Question

\[\text{KMn}{{\text{O}}_{4}}\](acidic/alkaline) is not decolourised by:
A. Mohr salt
B. Oxalic acid
C. Benzene
D. Propene

Answer 1

Hint: Potassium permanganate consists of two ions i.e. potassium ion and permanganate ion that's why it is an ionic compound. Potassium permanganate comes in a category of the strongest oxidizing agents.
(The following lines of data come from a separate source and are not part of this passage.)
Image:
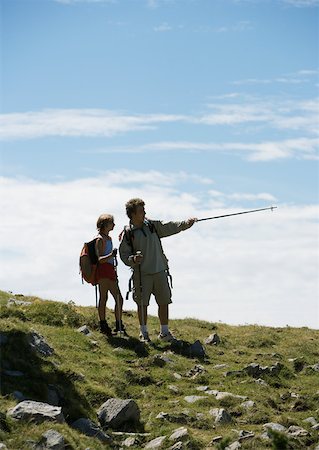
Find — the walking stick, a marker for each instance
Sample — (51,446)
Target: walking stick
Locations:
(118,290)
(236,214)
(141,290)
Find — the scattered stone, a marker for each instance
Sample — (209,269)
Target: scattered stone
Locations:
(3,339)
(115,412)
(159,361)
(248,405)
(156,443)
(194,398)
(18,396)
(197,349)
(220,366)
(297,431)
(222,395)
(221,415)
(274,427)
(173,388)
(311,420)
(261,382)
(84,330)
(13,373)
(213,339)
(38,412)
(255,370)
(202,388)
(89,428)
(180,433)
(14,302)
(38,344)
(51,440)
(130,441)
(234,446)
(242,435)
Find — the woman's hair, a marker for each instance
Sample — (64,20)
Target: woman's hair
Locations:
(103,220)
(132,204)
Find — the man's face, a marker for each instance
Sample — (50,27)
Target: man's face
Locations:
(139,215)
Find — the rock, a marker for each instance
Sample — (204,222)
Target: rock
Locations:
(222,395)
(242,435)
(51,440)
(13,373)
(234,446)
(156,443)
(197,349)
(297,431)
(18,396)
(89,428)
(39,345)
(248,405)
(159,361)
(38,412)
(131,441)
(115,412)
(179,434)
(274,427)
(194,398)
(221,415)
(173,388)
(84,330)
(3,339)
(13,301)
(311,420)
(213,339)
(195,371)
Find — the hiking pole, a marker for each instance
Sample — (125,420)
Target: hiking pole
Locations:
(118,289)
(236,214)
(139,253)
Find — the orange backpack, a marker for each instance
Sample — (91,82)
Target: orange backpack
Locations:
(88,262)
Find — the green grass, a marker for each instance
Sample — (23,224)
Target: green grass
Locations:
(87,374)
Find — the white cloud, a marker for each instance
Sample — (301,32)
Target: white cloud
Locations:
(76,122)
(256,268)
(163,27)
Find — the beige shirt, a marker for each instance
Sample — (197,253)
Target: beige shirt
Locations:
(148,243)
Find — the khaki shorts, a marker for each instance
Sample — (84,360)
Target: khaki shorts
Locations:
(156,284)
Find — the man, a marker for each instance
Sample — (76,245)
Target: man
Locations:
(141,249)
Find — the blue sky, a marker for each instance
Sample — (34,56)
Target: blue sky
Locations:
(200,107)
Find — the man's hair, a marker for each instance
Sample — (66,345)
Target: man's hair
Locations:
(131,206)
(103,220)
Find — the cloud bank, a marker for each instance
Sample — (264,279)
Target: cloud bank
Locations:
(258,268)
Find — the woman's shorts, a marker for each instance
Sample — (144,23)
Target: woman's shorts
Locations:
(156,284)
(105,270)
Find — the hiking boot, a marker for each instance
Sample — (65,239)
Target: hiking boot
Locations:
(144,337)
(167,337)
(119,327)
(105,329)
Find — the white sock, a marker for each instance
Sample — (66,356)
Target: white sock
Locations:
(164,329)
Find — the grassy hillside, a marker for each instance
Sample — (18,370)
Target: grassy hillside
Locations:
(88,370)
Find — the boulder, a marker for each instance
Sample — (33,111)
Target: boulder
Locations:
(115,412)
(38,344)
(37,412)
(51,440)
(91,429)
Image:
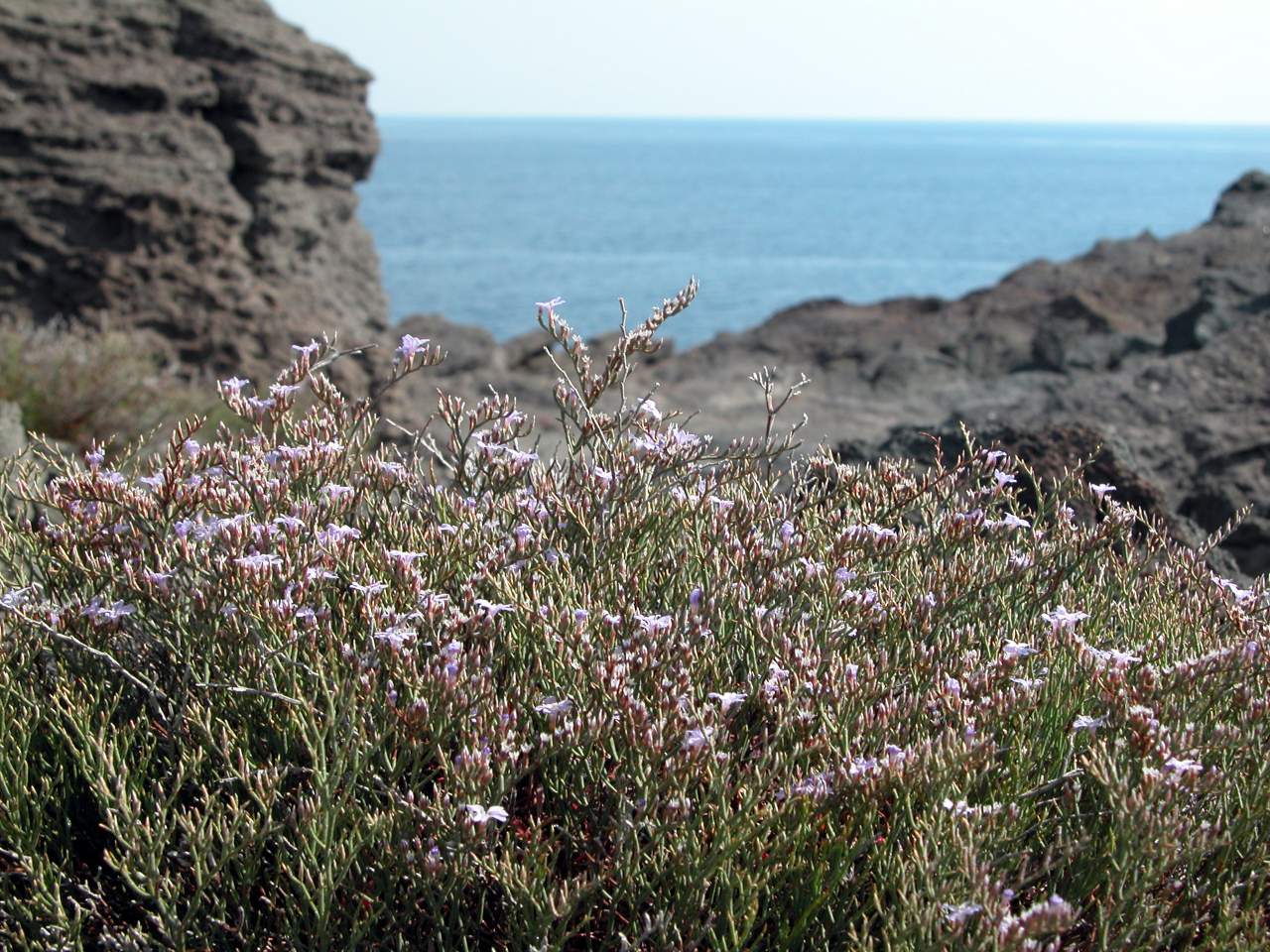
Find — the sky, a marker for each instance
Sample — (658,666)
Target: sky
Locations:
(1151,61)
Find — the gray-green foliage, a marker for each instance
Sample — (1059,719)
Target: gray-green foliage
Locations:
(282,688)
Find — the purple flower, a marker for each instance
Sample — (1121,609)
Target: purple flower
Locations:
(553,708)
(411,347)
(403,558)
(1112,657)
(653,624)
(261,562)
(1062,620)
(390,467)
(698,739)
(1028,683)
(1083,722)
(818,785)
(1101,489)
(1184,766)
(728,699)
(334,535)
(786,532)
(960,912)
(397,636)
(648,413)
(158,579)
(259,405)
(492,610)
(100,613)
(334,492)
(17,598)
(309,349)
(549,306)
(479,815)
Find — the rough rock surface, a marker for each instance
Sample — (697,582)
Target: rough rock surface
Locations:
(1159,350)
(186,168)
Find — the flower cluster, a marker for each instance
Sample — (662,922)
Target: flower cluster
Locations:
(645,692)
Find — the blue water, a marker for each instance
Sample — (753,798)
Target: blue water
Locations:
(477,218)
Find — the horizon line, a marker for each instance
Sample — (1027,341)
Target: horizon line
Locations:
(857,119)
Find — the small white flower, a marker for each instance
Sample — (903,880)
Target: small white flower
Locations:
(1101,489)
(1083,722)
(698,739)
(553,708)
(728,699)
(480,815)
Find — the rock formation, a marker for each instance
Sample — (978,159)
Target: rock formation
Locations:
(185,168)
(1156,350)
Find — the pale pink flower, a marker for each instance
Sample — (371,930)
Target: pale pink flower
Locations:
(1101,489)
(728,699)
(1060,619)
(409,347)
(480,815)
(1083,722)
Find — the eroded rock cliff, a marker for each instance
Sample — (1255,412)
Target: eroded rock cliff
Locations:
(185,168)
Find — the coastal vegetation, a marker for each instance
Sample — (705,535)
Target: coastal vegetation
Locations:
(293,685)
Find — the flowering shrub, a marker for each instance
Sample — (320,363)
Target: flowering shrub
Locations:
(79,386)
(289,687)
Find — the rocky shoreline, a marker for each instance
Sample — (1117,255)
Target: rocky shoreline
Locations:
(186,169)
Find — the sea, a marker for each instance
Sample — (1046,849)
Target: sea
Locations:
(479,218)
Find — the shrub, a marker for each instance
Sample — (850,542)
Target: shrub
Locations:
(291,688)
(81,386)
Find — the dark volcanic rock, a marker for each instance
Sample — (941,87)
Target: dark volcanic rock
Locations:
(1157,348)
(186,168)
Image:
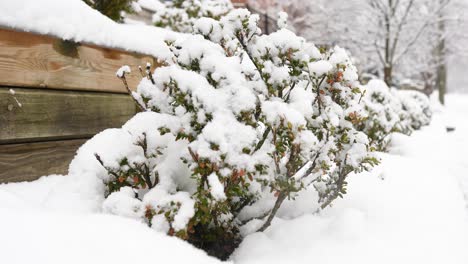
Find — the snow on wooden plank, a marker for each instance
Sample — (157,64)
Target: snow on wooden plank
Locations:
(32,60)
(29,161)
(39,114)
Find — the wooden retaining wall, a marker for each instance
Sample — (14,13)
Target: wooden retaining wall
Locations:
(64,93)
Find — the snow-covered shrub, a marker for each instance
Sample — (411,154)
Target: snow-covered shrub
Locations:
(234,121)
(113,8)
(417,106)
(179,15)
(385,114)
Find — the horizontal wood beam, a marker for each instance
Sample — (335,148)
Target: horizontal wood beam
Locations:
(29,161)
(39,114)
(33,60)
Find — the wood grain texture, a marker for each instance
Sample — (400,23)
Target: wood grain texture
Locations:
(51,114)
(29,161)
(32,60)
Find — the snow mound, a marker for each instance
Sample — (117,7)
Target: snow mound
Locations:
(74,20)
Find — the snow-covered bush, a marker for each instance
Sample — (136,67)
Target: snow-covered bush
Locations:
(113,8)
(390,110)
(179,15)
(246,119)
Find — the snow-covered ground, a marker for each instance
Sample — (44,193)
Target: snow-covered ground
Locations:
(410,209)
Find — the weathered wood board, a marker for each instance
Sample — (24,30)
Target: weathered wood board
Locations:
(51,114)
(40,61)
(29,161)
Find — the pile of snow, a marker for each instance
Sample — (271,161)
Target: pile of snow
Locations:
(74,20)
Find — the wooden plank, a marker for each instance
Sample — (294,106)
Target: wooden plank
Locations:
(52,114)
(32,60)
(28,162)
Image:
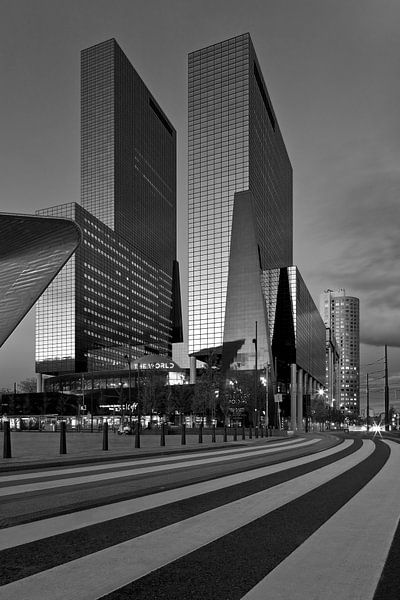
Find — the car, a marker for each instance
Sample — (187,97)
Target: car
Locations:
(125,430)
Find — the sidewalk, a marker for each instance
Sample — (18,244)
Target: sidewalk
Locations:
(32,450)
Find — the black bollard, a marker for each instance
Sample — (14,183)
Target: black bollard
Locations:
(105,435)
(63,441)
(183,434)
(7,440)
(162,438)
(137,435)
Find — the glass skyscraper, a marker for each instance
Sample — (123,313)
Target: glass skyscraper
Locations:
(119,294)
(342,314)
(235,145)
Double bond and triple bonds on the side chain and not in the ring are necessary for the decolourisation of the potassium permanganate.


Complete step by step solution:
-We all know that benzene has a molecular formula of ${{\text{C}}_{6}}{{\text{H}}_{6}}$ and it consists of a double bond in a 6-membered ring structure.
-Also, benzene has a ∏-electron which undergoes the delocalisation process.
-So, it is not possible for benzene to decolourise the \[\text{KMn}{{\text{O}}_{4}}\] .
-Hence, option C. is the correct answer.
-Mohr salt or commonly called Ferrous Ammonium Sulphate consists of a double bond which has the ability to decolourise the potassium permanganate.
-The chemical reaction is:

$\text{2KMn}{{\text{O}}_{4}}\text{ + 10FeS}{{\text{O}}_{4}}\text{ + 8}{{\text{H}}_{2}}\text{S}{{\text{O}}_{4}}\text{ }{{\text{K}}_{2}}\text{S}{{\text{O}}_{4}}\text{ + 2MnS}{{\text{O}}_{4}}\text{ + 5F}{{\text{e}}_{2}}{{\left( \text{S}{{\text{O}}_{4}} \right)}_{3}}\text{ + 8}{{\text{H}}_{2}}\text{O}$

-So, option A. is not the correct answer.
-Similarly, oxalic acid can also react with the potassium permanganate and decolourise the solution from pink to colourless.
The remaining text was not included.